If the initial SFT model lacks basic capability, a reasonable suggestion is to perform SFT first to enhance its fundamental preference judgment ability, rather than proceeding directly with preference training. Otherwise, both DPO and ROPO would be ineffective.


Experimental Designs Or Analyses

E1: Is there any noisy data filtering baseline that can be compared?

Res: Our experiments in Appendix E.5 have tested a confidence-based data filtering method and we find that it underperforms the standard DPO, and thus underperforms ROPO. This further supports our claim that the widely used cross-entropy loss (i.e., DPO loss) cannot serve as a reliable measure of model confidence in scenarios containing noisy preferences. The details are as follows.

According to [3], confidence-based data filtering method is a popular approach to combat noisy preferences. Since our paper focuses on DPO-like methods that leverage implicit rewards, a natural choice is to use implicit rewards and the corresponding loss to reflect confidence. To this end, we conduct experiments of combining DPO with noisy samples filtering (NSF) and rejection sampling (RS) using Mistral-7B as the base model and UFB as the training dataset. For your convenience, the results are shown in Table tkDe-1 in the anonymous link. As can be seen, the incorporation of noisy samples filtering and rejection sampling degrades the performance of DPO, especially at 20% artificial noise.


Other Strengths And Weaknesses

W1: The related work section shouldn't be put into appendix. There isn't clear description of the overall framework in the main paper. The overall algorithm is put in Appendix A.

Res: We will put the related work section and the overall algorithm in the main text by reorganizing the presentation.


Questions For Authors

Q1: Is na\ell_{\rm na} in Line 245 a typo? What's the difference between na\ell_{\rm na} and dpo\ell_{\rm dpo}?

Res: This is not a typo. If we denote P=σ(βlogπθ(y1x)πref(y1x)βlogπθ(y2x)πref(y2x))P = \sigma(\beta\log\frac{\pi_\theta(y_1 \mid x)}{\pi_{\rm ref}(y_1\mid x)} - \beta \log\frac{\pi_\theta(y_2\mid x)}{\pi_{\rm ref}(y_2\mid x)}), then dpo=logP\ell_{\rm dpo} = -\log P and na=1P\ell_{\rm na} = 1-P.


[1] Direct Preference Optimization: Your Language Model is Secretly a Reward Model

[2] https://huggingface.co/docs/trl/dpo_trainer

[3] Impact Preference Noise on the Alignment Performance of Generative Language Models

审稿人评论

Thanks the authors for the rebuttal. I agree with most of the rebuttal, but I think there's misunderstanding to my questions about the method.

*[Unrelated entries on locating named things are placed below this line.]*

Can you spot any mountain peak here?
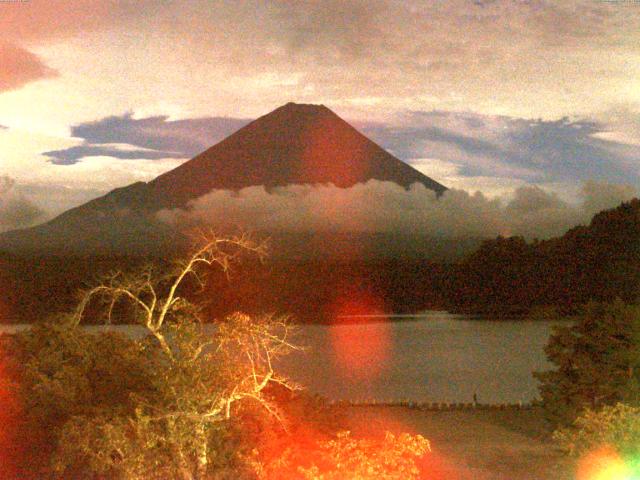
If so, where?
[150,102,446,207]
[0,103,446,251]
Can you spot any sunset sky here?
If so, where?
[0,0,640,223]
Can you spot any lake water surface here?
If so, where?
[0,312,558,403]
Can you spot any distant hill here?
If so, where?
[0,103,446,255]
[444,199,640,313]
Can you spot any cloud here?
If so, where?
[359,111,640,184]
[43,111,640,187]
[42,145,181,165]
[0,42,56,92]
[157,180,637,239]
[0,176,44,232]
[43,113,249,165]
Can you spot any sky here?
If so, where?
[0,0,640,229]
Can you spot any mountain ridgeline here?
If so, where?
[0,103,446,256]
[0,104,640,322]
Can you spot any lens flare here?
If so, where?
[329,291,392,381]
[576,446,640,480]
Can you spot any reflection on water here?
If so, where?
[0,312,557,403]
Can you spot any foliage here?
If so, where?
[534,300,640,425]
[8,233,296,479]
[259,431,430,480]
[0,232,436,480]
[445,199,640,313]
[553,403,640,460]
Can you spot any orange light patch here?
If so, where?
[329,292,392,380]
[576,446,638,480]
[299,114,370,187]
[0,350,19,478]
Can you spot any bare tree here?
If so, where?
[64,234,298,479]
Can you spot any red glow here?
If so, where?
[330,291,392,380]
[0,352,19,478]
[299,117,370,187]
[576,446,632,480]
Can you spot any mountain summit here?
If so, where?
[0,103,446,253]
[149,103,446,206]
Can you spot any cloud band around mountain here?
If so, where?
[157,180,637,239]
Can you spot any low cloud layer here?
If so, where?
[158,180,637,239]
[43,111,640,191]
[0,176,44,232]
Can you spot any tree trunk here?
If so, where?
[196,423,209,480]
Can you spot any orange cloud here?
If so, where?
[0,43,57,92]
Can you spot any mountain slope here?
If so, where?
[0,103,446,254]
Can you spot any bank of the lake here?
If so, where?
[0,312,558,403]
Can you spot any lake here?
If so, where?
[0,312,558,403]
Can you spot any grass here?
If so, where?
[343,406,574,480]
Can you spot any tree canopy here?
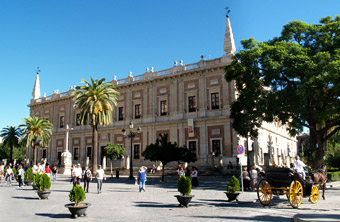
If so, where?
[142,133,196,181]
[73,77,119,172]
[225,16,340,167]
[19,116,53,164]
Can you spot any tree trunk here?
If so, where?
[162,164,165,182]
[9,144,13,164]
[92,126,98,174]
[32,145,37,165]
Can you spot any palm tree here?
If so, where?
[0,126,22,163]
[19,116,53,164]
[73,77,119,172]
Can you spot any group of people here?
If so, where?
[177,164,199,187]
[242,156,307,191]
[70,163,106,194]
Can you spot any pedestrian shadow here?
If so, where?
[12,197,39,200]
[191,215,292,222]
[35,213,71,219]
[135,201,203,208]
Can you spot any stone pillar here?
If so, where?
[61,124,73,175]
[125,155,130,170]
[103,156,106,170]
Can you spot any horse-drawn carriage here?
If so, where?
[257,168,326,208]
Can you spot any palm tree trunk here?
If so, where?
[9,144,13,164]
[92,126,98,173]
[32,145,37,165]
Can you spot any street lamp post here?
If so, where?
[243,109,250,171]
[122,122,142,179]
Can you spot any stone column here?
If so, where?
[61,124,73,175]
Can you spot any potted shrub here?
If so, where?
[37,173,51,199]
[24,167,33,185]
[225,176,240,202]
[175,175,194,207]
[65,184,90,218]
[32,173,40,190]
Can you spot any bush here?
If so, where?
[38,173,51,191]
[24,167,33,182]
[177,175,191,196]
[33,173,41,190]
[68,184,86,206]
[227,176,240,193]
[327,171,340,181]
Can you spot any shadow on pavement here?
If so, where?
[192,215,292,222]
[35,213,71,218]
[294,214,340,221]
[12,197,39,200]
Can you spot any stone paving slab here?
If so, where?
[0,175,340,222]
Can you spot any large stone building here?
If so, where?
[27,17,296,172]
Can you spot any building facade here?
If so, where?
[27,18,296,170]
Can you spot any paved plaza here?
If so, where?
[0,175,340,222]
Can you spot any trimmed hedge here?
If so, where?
[327,171,340,181]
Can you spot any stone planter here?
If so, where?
[224,192,240,202]
[65,203,91,218]
[24,180,33,186]
[175,195,194,207]
[32,184,38,190]
[37,190,51,200]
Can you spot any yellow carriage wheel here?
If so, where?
[309,185,319,203]
[257,179,272,206]
[289,180,303,208]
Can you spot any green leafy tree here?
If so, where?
[73,77,119,172]
[105,142,125,175]
[225,16,340,167]
[0,126,22,163]
[68,184,86,206]
[142,133,194,181]
[19,116,53,164]
[177,175,192,196]
[38,173,51,191]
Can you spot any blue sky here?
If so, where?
[0,0,340,129]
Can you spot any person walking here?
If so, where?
[250,166,258,191]
[137,166,147,192]
[191,167,198,187]
[83,167,92,193]
[52,166,58,182]
[72,163,82,186]
[45,164,52,177]
[5,165,13,186]
[178,167,185,178]
[95,165,106,194]
[0,163,4,183]
[18,164,25,187]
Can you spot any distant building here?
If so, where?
[27,17,296,171]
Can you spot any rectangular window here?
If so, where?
[188,96,196,112]
[189,141,197,156]
[118,107,124,121]
[59,116,65,128]
[133,144,140,159]
[42,149,47,159]
[160,100,168,116]
[73,147,79,160]
[211,139,221,157]
[135,104,141,119]
[86,146,92,160]
[210,92,220,109]
[76,113,80,126]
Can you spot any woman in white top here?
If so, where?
[6,165,13,186]
[191,167,198,187]
[250,166,258,191]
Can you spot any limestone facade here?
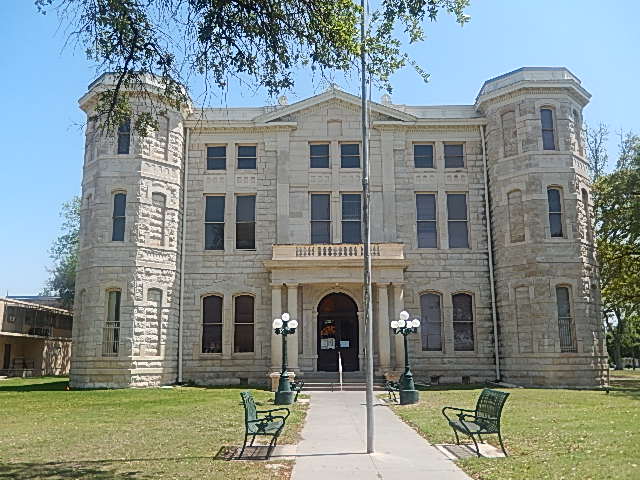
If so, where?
[71,68,606,387]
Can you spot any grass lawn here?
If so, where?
[393,372,640,480]
[0,377,305,480]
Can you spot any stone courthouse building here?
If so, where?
[71,68,606,387]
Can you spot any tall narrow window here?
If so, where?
[416,193,438,248]
[547,188,564,237]
[556,287,576,352]
[207,145,227,170]
[340,143,360,168]
[118,120,131,155]
[202,295,222,353]
[236,195,256,250]
[311,193,331,243]
[342,193,362,243]
[451,293,474,352]
[413,143,433,168]
[111,192,127,242]
[204,196,224,250]
[238,145,256,170]
[444,143,464,168]
[309,143,329,168]
[102,290,120,357]
[447,193,469,248]
[233,295,254,353]
[540,108,556,150]
[420,293,442,351]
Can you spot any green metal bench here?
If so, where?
[240,392,291,457]
[442,388,509,456]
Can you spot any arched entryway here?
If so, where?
[317,293,360,372]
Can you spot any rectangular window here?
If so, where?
[340,143,360,168]
[311,193,331,243]
[111,193,127,242]
[207,145,227,170]
[444,143,464,168]
[416,193,438,248]
[342,193,362,243]
[447,193,469,248]
[118,120,131,155]
[102,290,120,357]
[540,108,556,150]
[309,143,329,168]
[413,144,433,168]
[238,145,256,170]
[547,188,564,238]
[236,195,256,250]
[204,196,224,250]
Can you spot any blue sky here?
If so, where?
[0,0,640,296]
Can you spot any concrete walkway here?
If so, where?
[293,392,471,480]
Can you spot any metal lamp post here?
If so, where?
[391,310,420,405]
[273,313,298,405]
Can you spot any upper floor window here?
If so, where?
[309,143,329,168]
[340,143,360,168]
[342,193,362,243]
[204,195,224,250]
[207,145,228,170]
[118,120,131,155]
[416,193,438,248]
[444,143,464,168]
[447,193,469,248]
[413,143,433,168]
[540,108,556,150]
[547,187,564,237]
[236,195,256,250]
[111,192,127,242]
[311,193,331,243]
[238,145,257,170]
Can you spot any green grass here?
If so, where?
[393,373,640,480]
[0,377,305,480]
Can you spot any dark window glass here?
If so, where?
[233,295,253,353]
[420,293,442,351]
[311,194,331,243]
[342,193,362,243]
[340,143,360,168]
[111,193,127,242]
[540,108,556,150]
[413,144,433,168]
[204,196,224,250]
[309,143,329,168]
[207,145,227,170]
[447,193,469,248]
[118,120,131,155]
[202,296,222,353]
[236,195,256,250]
[416,193,438,248]
[452,293,474,351]
[444,144,464,168]
[238,145,256,170]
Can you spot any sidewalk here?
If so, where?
[292,392,471,480]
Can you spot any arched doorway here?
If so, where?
[317,293,360,372]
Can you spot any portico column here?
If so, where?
[269,285,282,372]
[287,283,304,370]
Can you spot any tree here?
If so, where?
[42,196,81,309]
[35,0,470,135]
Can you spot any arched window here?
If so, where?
[233,295,254,353]
[202,295,222,353]
[451,293,474,352]
[420,293,442,351]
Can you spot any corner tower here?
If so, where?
[70,74,188,388]
[476,68,606,386]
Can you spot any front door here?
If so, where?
[318,293,360,372]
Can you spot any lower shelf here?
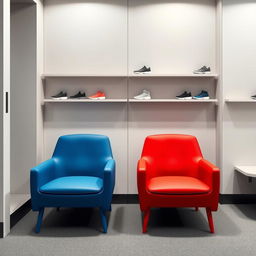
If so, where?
[225,98,256,103]
[235,166,256,177]
[10,194,30,214]
[44,99,127,103]
[129,99,218,103]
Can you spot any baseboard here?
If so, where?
[10,200,31,228]
[0,222,4,238]
[112,194,256,204]
[112,194,139,204]
[219,194,256,204]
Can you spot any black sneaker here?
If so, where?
[133,66,151,74]
[52,91,68,100]
[194,66,211,74]
[69,91,86,99]
[176,91,192,100]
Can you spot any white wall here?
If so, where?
[44,0,127,194]
[129,0,216,74]
[44,0,217,194]
[11,4,37,194]
[222,0,256,194]
[44,0,127,74]
[0,0,10,236]
[0,1,4,226]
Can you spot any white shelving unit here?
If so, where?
[235,165,256,178]
[41,73,127,79]
[44,99,127,103]
[129,99,218,103]
[41,73,218,79]
[129,73,218,79]
[10,194,30,214]
[225,99,256,103]
[44,99,218,103]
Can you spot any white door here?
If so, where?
[0,0,10,236]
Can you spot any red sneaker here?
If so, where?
[88,91,106,100]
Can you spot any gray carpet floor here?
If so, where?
[0,204,256,256]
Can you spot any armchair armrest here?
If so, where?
[30,158,56,193]
[198,159,220,193]
[104,159,116,193]
[137,158,147,195]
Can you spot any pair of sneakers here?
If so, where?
[176,90,210,100]
[52,91,86,100]
[52,91,106,100]
[134,89,151,100]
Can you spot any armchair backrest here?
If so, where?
[142,134,202,177]
[53,134,112,177]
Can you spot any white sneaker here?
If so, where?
[134,90,151,100]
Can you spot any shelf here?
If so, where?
[129,74,218,78]
[41,74,127,79]
[41,74,218,79]
[235,166,256,177]
[10,194,30,214]
[129,99,218,103]
[44,99,127,103]
[44,99,218,103]
[225,98,256,103]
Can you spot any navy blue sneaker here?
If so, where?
[193,90,210,100]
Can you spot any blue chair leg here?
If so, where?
[36,208,44,233]
[100,209,108,233]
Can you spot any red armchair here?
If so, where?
[137,134,220,233]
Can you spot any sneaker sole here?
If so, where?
[193,97,210,100]
[134,97,151,100]
[176,97,192,100]
[69,97,86,100]
[52,97,68,100]
[89,97,106,100]
[134,71,151,75]
[193,71,211,75]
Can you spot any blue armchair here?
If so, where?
[30,134,115,233]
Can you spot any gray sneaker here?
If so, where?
[194,66,211,74]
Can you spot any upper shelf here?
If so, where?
[129,73,218,78]
[225,98,256,103]
[43,99,218,103]
[41,73,218,79]
[41,74,127,79]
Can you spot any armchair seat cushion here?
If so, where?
[148,176,210,195]
[40,176,103,195]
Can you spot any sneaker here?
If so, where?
[134,90,151,100]
[133,66,151,74]
[193,91,210,100]
[69,91,86,99]
[176,91,192,100]
[194,66,211,74]
[88,91,106,100]
[52,91,68,100]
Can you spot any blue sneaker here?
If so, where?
[193,91,210,100]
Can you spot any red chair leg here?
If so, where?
[206,208,214,233]
[142,209,150,233]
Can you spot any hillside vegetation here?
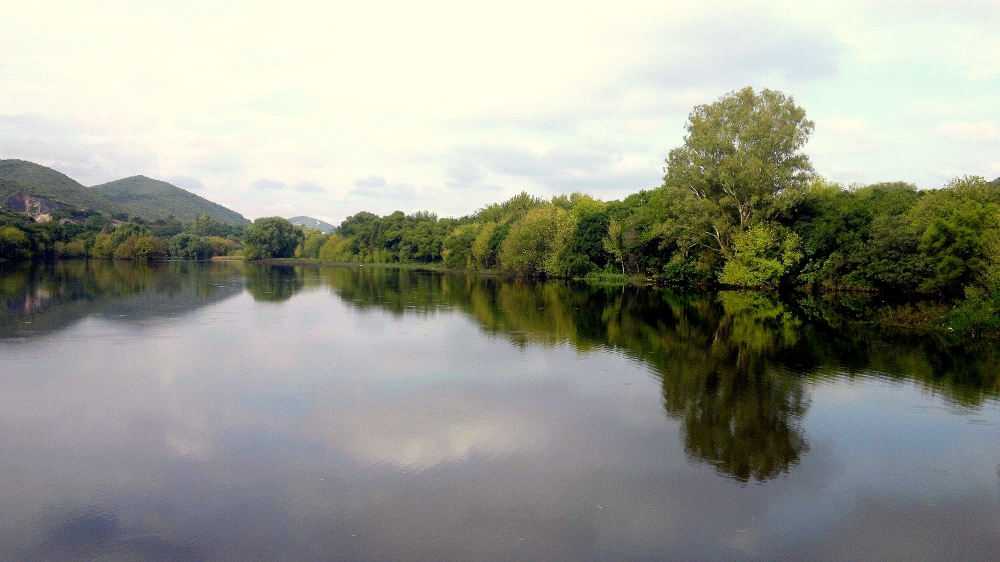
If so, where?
[288,217,337,234]
[0,160,127,215]
[90,176,250,224]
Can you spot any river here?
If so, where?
[0,261,1000,561]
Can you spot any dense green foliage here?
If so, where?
[0,160,128,218]
[0,211,243,263]
[243,217,303,260]
[90,176,250,224]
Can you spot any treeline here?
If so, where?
[0,211,246,263]
[274,88,1000,329]
[294,177,1000,288]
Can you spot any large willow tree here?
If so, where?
[663,87,814,256]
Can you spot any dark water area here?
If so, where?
[0,261,1000,561]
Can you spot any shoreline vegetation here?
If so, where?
[0,88,1000,336]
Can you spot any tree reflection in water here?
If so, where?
[0,262,1000,482]
[310,268,1000,482]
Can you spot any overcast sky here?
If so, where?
[0,0,1000,223]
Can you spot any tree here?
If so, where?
[170,232,211,260]
[243,217,303,260]
[719,224,802,287]
[663,87,814,256]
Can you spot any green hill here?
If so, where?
[288,217,337,234]
[0,160,126,214]
[90,176,250,224]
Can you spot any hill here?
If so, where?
[0,160,126,214]
[90,176,250,224]
[288,217,337,234]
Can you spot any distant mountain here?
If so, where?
[90,176,250,224]
[0,160,127,214]
[288,217,337,234]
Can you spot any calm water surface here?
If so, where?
[0,262,1000,561]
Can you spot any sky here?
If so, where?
[0,0,1000,223]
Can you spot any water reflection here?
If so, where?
[0,261,242,340]
[7,261,1000,482]
[0,262,1000,561]
[300,268,1000,482]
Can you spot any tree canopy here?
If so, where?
[663,87,814,255]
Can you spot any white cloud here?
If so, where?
[934,121,1000,143]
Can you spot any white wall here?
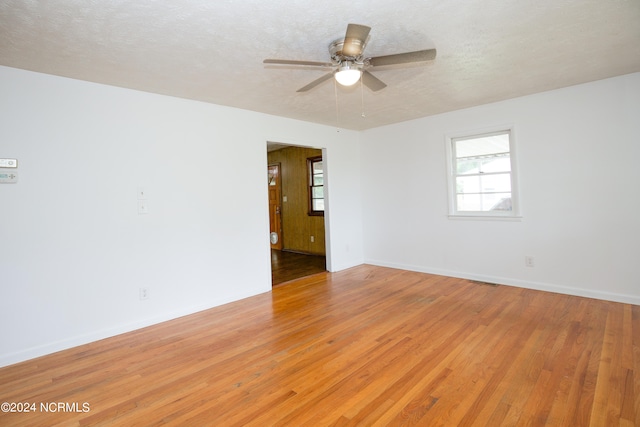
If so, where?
[0,67,363,366]
[361,73,640,304]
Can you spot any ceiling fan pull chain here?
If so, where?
[360,77,367,119]
[333,79,340,127]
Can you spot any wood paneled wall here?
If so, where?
[268,147,326,255]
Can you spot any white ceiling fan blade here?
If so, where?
[296,71,335,92]
[362,70,387,92]
[262,59,333,67]
[369,49,436,67]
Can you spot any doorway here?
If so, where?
[267,163,282,251]
[267,142,329,285]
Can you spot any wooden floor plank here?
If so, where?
[0,265,640,426]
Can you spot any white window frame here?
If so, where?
[446,125,522,220]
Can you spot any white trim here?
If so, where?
[445,124,522,220]
[0,290,271,368]
[365,259,640,305]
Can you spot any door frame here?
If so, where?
[265,142,333,271]
[267,162,284,250]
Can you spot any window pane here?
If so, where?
[454,132,509,159]
[480,173,511,193]
[457,194,482,211]
[456,158,480,175]
[485,193,512,211]
[457,193,512,212]
[480,154,511,173]
[456,175,480,194]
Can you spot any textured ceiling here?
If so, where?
[0,0,640,130]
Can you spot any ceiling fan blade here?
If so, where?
[262,59,333,67]
[362,70,387,92]
[296,71,335,92]
[342,24,371,56]
[369,49,436,67]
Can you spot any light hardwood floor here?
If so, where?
[0,265,640,426]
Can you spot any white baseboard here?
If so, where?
[365,259,640,305]
[0,293,266,368]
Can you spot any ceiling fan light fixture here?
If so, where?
[335,62,362,86]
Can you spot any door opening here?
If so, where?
[268,163,282,250]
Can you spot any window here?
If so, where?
[447,129,518,217]
[307,156,324,215]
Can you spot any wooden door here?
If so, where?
[268,163,282,250]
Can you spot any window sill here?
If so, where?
[448,215,522,222]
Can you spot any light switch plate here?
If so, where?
[0,172,18,184]
[0,159,18,168]
[138,200,149,215]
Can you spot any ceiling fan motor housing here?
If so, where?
[329,39,365,66]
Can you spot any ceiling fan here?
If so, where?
[263,24,436,92]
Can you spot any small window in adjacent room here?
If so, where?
[307,156,324,215]
[447,129,519,217]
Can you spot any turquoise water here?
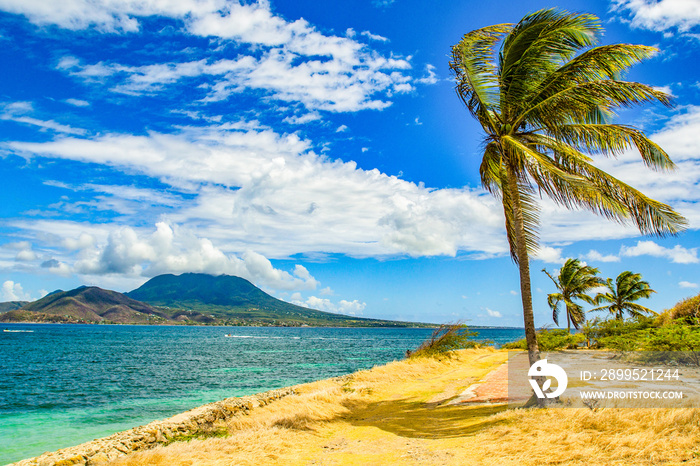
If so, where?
[0,324,524,464]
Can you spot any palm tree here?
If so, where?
[542,259,605,333]
[450,9,687,364]
[588,270,657,320]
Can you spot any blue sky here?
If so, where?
[0,0,700,326]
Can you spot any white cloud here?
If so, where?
[0,280,32,302]
[65,99,90,107]
[533,245,564,264]
[292,294,367,316]
[620,241,700,264]
[58,48,413,112]
[416,64,438,84]
[0,102,87,135]
[68,222,318,290]
[613,0,700,33]
[39,0,416,114]
[583,249,620,262]
[10,122,506,258]
[360,31,389,42]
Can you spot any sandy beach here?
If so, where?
[18,349,700,466]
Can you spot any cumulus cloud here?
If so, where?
[0,280,32,301]
[613,0,700,33]
[67,222,318,290]
[65,99,90,107]
[583,249,620,262]
[533,246,564,264]
[292,295,367,316]
[0,102,87,135]
[10,122,506,258]
[620,241,700,264]
[38,0,424,113]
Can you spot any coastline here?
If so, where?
[10,386,296,466]
[9,348,700,466]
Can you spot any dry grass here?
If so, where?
[110,350,700,466]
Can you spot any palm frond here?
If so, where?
[548,124,675,170]
[450,24,512,131]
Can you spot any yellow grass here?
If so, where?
[109,349,700,466]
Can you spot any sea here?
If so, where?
[0,324,525,464]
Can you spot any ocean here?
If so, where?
[0,324,524,464]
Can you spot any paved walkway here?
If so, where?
[448,353,531,405]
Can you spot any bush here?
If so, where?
[582,316,654,352]
[501,329,586,351]
[656,294,700,325]
[409,324,491,358]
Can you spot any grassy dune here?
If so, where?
[116,349,700,466]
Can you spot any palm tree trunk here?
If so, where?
[507,166,540,366]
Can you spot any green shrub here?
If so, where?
[582,316,654,352]
[656,294,700,325]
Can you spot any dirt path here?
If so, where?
[117,350,700,466]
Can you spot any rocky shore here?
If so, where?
[12,387,295,466]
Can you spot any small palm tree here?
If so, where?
[588,270,657,320]
[542,259,605,333]
[450,5,687,364]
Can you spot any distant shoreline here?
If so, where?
[0,322,525,330]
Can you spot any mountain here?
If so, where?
[0,273,426,327]
[0,301,29,314]
[127,273,430,327]
[0,286,214,324]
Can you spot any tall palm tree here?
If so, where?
[450,9,686,364]
[588,270,656,320]
[542,259,605,333]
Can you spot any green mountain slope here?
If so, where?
[0,273,426,327]
[126,273,430,327]
[0,301,29,314]
[0,286,172,323]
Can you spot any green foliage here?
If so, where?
[542,259,605,330]
[584,316,654,351]
[657,294,700,325]
[409,324,492,358]
[588,270,656,320]
[450,9,688,364]
[501,329,586,351]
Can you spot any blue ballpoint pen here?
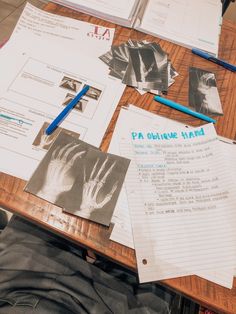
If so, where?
[45,85,89,135]
[192,48,236,72]
[154,96,216,123]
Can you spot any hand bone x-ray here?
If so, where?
[25,132,129,225]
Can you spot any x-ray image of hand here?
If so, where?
[80,158,118,215]
[38,143,86,202]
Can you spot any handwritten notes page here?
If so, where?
[120,125,236,282]
[109,105,184,248]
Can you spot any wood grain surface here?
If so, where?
[0,3,236,314]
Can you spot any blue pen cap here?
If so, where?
[192,48,213,59]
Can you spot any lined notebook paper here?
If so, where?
[120,125,236,282]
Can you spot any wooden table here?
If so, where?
[0,3,236,314]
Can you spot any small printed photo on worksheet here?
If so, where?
[32,122,80,150]
[189,67,223,115]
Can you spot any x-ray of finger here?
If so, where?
[189,67,223,115]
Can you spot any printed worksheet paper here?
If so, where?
[120,125,236,282]
[0,5,124,180]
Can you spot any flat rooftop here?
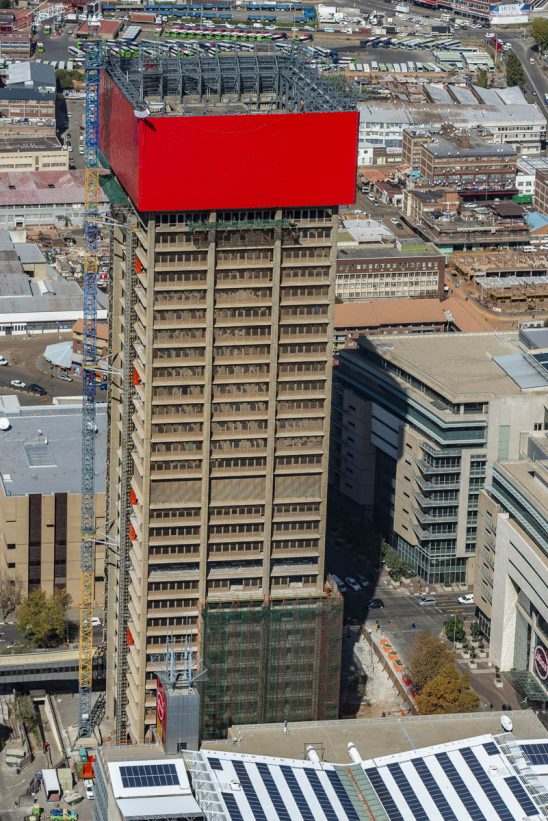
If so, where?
[360,333,523,402]
[202,710,548,763]
[0,398,107,496]
[105,47,355,116]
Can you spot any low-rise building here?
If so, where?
[0,169,109,229]
[533,168,548,214]
[335,240,445,302]
[0,391,107,607]
[330,333,548,583]
[333,299,453,351]
[404,188,529,253]
[403,129,517,198]
[474,420,548,706]
[0,135,69,174]
[358,91,546,165]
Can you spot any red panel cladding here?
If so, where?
[99,71,141,203]
[101,78,358,211]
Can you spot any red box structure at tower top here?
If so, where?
[100,56,358,211]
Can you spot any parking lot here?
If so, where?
[0,333,106,405]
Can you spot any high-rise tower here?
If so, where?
[101,53,358,740]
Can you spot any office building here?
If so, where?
[101,54,357,741]
[336,240,445,302]
[330,333,548,584]
[359,92,546,165]
[474,430,548,709]
[0,135,69,173]
[0,396,107,607]
[94,710,548,821]
[403,129,517,198]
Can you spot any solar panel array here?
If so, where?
[520,742,548,767]
[203,736,548,821]
[120,764,179,789]
[204,752,363,821]
[365,737,548,821]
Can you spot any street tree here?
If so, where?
[17,590,68,647]
[417,661,479,715]
[443,616,466,642]
[409,633,453,691]
[506,51,525,87]
[0,570,23,621]
[531,17,548,52]
[476,68,489,88]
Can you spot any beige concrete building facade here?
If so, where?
[108,207,342,740]
[0,396,106,608]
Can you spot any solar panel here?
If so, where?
[388,764,428,821]
[232,761,268,821]
[459,747,515,821]
[326,770,360,821]
[411,758,458,821]
[120,764,179,789]
[520,744,548,767]
[504,775,539,816]
[280,764,316,821]
[436,753,487,821]
[305,767,339,821]
[365,767,403,821]
[257,764,291,821]
[223,793,245,821]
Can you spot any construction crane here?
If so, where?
[78,41,101,738]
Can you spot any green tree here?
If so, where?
[443,616,466,642]
[506,51,525,86]
[417,661,479,715]
[476,68,489,88]
[17,590,69,647]
[382,542,412,579]
[55,68,85,90]
[409,633,453,691]
[531,17,548,51]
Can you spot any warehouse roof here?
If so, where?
[334,299,447,330]
[194,734,548,821]
[0,398,107,496]
[0,171,108,207]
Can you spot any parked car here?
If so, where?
[29,382,47,396]
[331,573,348,593]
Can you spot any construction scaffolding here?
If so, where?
[200,592,343,738]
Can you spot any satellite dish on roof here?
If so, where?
[500,715,513,733]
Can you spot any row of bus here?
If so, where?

I'm not questioning what if the sft model disagree with the preference data. The question is more about the preference data ordering. Because the proposed method is iteratively enhancing the models' own judgement, if the model is trained with noisy data in the beginning, it would be more difficult to adjust.

作者评论

Dear Reviewer tkDe and the other three reviewers who may read this response,

We would like to take this final chance to express our gratitude for your insightful comments, valuable suggestions, and positive feedback. Your time and dedication have made a significant contribution to the improvement of our paper.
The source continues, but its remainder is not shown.